Some matters relating to the European Union that motivated the "No" vote were also not strictly connected to the provisions of the Constitution. The debate over the accession of Turkey to the European Union, as well as countries of Eastern Europe, led to fears of an increase in immigration, or an outsourcing of jobs to new member states. Furthermore, the Netherlands had not held a referendum on the euro, and amidst concern that its adoption had led to an increase in the cost of living (combined with Dutch citizens' status as the largest net per capita contributors to the EU), around 30 % of the voters took the opportunity to "take revenge" on the political establishment for seeking to advance European integration in a manner that did not engage the public to the extent that it could have done.

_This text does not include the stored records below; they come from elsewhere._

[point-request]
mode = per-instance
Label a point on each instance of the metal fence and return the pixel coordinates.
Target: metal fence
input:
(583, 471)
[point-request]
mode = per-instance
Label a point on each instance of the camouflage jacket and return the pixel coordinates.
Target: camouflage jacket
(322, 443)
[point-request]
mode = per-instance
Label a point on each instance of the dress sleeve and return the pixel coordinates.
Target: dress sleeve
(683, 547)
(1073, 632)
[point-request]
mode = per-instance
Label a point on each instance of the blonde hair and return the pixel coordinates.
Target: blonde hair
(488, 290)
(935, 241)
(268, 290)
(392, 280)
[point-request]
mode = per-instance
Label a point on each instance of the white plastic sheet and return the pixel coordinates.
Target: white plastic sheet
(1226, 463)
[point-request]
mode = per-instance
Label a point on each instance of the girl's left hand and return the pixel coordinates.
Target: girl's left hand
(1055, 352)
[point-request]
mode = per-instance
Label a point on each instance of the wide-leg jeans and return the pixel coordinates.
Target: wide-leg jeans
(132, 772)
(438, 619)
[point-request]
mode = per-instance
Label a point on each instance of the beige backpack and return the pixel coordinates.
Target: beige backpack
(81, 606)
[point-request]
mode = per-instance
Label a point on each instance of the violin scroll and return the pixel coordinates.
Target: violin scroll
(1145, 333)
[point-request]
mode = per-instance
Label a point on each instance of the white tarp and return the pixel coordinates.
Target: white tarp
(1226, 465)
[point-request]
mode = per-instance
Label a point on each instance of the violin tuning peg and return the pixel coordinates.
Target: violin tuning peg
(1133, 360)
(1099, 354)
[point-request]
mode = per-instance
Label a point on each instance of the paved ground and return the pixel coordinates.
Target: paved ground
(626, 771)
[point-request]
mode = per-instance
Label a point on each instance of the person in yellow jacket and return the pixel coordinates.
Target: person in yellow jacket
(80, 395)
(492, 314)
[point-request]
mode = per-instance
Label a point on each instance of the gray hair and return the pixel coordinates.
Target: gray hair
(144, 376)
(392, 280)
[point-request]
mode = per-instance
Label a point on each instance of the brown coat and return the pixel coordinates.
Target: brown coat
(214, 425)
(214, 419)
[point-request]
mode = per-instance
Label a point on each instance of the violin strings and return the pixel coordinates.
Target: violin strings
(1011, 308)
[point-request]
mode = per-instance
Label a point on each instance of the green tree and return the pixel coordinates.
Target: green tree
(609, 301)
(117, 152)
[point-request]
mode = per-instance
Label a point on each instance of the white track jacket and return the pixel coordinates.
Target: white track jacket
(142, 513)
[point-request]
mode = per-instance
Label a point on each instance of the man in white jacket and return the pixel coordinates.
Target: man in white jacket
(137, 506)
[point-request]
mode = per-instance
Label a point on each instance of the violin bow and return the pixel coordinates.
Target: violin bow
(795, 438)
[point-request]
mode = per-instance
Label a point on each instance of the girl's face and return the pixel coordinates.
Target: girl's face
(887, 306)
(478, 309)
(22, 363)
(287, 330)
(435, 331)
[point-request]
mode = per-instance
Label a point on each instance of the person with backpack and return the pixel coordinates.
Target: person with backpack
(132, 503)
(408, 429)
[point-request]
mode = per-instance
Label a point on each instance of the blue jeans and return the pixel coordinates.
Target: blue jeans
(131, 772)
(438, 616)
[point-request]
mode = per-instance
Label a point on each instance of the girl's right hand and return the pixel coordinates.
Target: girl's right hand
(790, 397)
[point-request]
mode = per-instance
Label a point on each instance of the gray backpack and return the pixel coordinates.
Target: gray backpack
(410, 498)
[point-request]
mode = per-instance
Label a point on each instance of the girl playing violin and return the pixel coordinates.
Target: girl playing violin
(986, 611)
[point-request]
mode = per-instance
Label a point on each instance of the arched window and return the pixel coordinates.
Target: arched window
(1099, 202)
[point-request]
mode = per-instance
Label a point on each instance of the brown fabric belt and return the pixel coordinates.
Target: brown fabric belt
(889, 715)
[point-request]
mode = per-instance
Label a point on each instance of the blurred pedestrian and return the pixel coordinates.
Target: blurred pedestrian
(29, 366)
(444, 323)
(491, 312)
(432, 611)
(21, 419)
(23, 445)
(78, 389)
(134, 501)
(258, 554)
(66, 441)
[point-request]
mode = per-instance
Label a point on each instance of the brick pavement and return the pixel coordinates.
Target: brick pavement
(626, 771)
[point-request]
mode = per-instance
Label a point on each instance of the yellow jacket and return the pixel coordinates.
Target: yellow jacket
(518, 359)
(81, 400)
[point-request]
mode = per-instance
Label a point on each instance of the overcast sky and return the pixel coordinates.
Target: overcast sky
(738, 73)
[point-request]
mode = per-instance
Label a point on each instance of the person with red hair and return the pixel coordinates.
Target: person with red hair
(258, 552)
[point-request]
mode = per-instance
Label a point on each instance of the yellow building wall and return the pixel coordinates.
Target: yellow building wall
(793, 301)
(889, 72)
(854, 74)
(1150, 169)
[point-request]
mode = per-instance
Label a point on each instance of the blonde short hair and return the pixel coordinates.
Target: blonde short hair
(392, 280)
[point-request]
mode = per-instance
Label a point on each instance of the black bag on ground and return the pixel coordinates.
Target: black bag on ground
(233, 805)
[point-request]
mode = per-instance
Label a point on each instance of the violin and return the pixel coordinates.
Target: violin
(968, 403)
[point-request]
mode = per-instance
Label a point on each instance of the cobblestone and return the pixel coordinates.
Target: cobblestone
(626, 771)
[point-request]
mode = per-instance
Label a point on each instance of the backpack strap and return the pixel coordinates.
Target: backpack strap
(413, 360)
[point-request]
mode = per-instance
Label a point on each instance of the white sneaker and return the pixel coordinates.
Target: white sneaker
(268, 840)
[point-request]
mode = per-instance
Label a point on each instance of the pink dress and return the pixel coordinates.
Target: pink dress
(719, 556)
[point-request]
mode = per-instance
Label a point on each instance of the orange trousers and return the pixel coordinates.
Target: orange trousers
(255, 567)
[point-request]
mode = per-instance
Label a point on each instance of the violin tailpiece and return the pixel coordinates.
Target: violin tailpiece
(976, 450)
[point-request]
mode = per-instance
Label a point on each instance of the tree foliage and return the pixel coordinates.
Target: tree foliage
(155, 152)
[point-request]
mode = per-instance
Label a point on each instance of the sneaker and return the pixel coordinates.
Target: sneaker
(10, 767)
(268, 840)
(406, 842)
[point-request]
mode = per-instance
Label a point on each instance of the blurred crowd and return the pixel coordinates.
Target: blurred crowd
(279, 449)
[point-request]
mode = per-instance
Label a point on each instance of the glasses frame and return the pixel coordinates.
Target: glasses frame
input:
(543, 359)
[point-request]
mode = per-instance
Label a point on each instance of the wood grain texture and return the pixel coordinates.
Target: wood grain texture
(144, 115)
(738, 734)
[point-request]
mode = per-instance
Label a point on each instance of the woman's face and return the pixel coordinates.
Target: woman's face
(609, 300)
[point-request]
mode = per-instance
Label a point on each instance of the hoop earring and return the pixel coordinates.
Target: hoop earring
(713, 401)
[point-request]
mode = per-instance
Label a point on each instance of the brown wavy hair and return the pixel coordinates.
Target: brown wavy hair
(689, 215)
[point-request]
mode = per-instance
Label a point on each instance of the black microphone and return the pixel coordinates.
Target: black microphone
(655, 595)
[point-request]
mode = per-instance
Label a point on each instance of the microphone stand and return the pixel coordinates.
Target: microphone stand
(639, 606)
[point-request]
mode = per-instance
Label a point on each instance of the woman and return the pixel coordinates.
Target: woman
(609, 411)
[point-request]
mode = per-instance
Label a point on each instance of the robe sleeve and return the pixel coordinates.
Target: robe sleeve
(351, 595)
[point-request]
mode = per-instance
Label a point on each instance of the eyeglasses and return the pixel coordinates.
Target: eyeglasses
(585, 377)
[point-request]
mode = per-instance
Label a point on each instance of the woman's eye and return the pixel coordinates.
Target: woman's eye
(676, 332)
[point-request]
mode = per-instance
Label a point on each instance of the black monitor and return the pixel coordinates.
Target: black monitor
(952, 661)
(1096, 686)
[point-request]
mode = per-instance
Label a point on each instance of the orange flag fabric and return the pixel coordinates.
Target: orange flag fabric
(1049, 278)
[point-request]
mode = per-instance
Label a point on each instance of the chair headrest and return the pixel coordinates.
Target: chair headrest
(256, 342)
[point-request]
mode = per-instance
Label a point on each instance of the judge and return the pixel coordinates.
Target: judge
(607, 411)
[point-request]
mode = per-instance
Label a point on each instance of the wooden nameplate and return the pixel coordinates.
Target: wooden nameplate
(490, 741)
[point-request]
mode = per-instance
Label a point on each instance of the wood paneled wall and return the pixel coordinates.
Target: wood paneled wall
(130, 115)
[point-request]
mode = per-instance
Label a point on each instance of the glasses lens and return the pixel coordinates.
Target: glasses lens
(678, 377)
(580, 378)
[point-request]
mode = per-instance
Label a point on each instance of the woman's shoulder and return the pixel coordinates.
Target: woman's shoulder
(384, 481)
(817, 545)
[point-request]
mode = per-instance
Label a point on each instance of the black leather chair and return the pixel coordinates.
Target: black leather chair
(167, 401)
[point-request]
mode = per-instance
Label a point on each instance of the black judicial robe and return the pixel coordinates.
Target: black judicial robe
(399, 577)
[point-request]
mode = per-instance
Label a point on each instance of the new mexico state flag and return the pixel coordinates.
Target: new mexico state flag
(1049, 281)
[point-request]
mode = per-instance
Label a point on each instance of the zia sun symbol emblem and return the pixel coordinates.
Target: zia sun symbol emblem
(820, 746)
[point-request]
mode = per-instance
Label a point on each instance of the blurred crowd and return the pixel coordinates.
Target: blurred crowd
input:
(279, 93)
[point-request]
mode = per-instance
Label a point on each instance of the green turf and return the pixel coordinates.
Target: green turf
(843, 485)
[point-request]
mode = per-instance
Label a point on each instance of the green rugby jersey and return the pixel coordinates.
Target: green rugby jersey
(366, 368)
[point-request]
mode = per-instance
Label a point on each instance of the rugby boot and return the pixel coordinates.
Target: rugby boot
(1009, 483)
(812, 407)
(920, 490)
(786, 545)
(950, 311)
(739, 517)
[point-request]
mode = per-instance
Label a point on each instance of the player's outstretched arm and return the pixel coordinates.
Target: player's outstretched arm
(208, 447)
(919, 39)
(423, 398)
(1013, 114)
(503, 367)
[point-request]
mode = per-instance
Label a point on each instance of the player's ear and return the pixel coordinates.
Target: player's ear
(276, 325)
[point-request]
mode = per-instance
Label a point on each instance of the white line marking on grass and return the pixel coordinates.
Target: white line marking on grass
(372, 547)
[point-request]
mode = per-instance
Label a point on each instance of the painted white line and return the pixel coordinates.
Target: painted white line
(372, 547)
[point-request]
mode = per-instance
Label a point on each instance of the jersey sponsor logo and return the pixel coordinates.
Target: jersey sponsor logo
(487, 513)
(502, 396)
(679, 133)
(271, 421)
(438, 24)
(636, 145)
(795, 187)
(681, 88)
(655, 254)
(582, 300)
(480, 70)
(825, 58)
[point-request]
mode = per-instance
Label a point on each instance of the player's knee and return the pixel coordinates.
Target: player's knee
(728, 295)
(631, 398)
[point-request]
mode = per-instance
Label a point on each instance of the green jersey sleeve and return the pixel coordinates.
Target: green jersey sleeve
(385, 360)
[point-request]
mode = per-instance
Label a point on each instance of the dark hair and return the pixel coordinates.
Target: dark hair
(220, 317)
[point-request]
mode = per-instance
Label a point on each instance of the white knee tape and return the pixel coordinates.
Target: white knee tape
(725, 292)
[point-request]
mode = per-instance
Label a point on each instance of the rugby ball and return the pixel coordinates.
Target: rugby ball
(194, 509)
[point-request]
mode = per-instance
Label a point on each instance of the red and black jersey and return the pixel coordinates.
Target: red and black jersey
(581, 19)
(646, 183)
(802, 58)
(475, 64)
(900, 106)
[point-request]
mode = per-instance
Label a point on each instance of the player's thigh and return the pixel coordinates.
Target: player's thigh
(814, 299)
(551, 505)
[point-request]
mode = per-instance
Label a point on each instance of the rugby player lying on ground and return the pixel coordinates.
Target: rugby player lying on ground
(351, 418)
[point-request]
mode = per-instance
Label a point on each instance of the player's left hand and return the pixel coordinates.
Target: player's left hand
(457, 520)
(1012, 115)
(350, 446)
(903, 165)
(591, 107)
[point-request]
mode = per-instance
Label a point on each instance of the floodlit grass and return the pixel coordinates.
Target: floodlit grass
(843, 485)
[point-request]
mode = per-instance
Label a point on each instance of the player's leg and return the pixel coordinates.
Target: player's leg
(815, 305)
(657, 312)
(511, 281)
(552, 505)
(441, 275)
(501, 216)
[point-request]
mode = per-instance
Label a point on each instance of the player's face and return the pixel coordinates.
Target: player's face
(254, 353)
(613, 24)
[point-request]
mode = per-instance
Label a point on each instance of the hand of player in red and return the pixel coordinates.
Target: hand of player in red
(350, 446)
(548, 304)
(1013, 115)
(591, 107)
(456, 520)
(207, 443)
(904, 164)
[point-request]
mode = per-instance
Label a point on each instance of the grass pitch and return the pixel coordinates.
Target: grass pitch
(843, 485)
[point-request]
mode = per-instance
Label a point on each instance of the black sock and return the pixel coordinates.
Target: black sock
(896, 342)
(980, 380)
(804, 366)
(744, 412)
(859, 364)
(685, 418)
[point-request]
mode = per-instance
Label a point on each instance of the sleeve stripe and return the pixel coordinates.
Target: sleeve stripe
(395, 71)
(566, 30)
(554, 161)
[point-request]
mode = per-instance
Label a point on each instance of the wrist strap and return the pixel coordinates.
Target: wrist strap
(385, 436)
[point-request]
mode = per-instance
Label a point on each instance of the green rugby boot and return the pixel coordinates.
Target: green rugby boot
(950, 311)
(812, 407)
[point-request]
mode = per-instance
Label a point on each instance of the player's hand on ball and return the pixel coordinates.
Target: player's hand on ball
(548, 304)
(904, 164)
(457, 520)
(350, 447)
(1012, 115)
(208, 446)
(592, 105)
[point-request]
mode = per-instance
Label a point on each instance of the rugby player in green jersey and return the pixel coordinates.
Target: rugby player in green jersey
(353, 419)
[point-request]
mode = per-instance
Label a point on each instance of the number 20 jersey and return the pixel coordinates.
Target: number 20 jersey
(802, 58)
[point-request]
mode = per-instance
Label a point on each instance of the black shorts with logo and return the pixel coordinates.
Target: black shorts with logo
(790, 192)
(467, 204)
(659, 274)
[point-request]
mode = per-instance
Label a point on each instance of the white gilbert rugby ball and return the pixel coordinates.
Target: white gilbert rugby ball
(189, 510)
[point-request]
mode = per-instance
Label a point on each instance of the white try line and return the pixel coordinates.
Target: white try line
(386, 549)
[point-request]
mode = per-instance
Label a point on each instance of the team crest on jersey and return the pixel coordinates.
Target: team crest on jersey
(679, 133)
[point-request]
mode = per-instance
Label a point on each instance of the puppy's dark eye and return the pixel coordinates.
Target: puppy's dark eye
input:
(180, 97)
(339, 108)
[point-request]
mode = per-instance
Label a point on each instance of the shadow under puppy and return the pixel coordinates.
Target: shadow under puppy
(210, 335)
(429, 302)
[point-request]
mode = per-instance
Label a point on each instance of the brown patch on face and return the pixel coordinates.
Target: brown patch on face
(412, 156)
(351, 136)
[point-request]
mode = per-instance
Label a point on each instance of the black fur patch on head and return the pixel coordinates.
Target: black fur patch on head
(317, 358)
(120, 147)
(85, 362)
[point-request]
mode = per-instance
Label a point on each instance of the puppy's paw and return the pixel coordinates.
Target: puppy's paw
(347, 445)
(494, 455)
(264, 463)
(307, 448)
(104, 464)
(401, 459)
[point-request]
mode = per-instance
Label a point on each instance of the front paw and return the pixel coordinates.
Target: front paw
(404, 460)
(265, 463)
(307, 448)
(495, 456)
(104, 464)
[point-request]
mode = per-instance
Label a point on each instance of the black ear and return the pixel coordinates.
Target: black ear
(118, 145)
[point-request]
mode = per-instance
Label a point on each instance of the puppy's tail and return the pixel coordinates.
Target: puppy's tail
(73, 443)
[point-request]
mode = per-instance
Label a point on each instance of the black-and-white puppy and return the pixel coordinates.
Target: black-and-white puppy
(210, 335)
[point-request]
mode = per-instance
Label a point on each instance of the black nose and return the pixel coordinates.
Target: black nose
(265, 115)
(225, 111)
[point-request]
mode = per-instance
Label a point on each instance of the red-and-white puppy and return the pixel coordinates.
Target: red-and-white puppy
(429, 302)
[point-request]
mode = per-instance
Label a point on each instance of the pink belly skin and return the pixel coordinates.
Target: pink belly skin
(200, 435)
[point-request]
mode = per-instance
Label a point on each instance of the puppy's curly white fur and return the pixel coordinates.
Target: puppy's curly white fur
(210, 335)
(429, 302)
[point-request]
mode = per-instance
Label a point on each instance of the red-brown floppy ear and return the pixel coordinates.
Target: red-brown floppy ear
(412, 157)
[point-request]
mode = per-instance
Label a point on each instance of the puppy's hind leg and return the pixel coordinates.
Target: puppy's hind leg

A larger group of voters, however, voted "No" for reasons that were connected to the Constitution itself. 48 % thought the new Constitution was worse than the existing treaties, and 44 % cited the declining influence of the Netherlands in the EU, with the treaty as an important motivation. Linked to this was a fear of being dominated by the powerhouses of the European Union (particularly the United Kingdom, France and Germany). The perception of an aggressive and ruthless style on the part of the "Yes" campaign also put off many. The Minister of Justice, Piet Hein Donner, warned that a rejection would raise the chances of war and stated that "the C in CDA [for 'Christian'] implies that you vote in favour of the constitution." The Minister for Economic Affairs, Laurens Jan Brinkhorst, said that "the lights would go off" in the case of a rejection and that The Netherlands would become "the Switzerland of Europe." The People's Party for Freedom and Democracy withdrew a controversial television broadcast, in which rejection was connected with the Holocaust, the genocide in Srebrenica and the terrorist attacks on March 11, 2004 in Madrid. This seriously damaged the "Yes" campaign.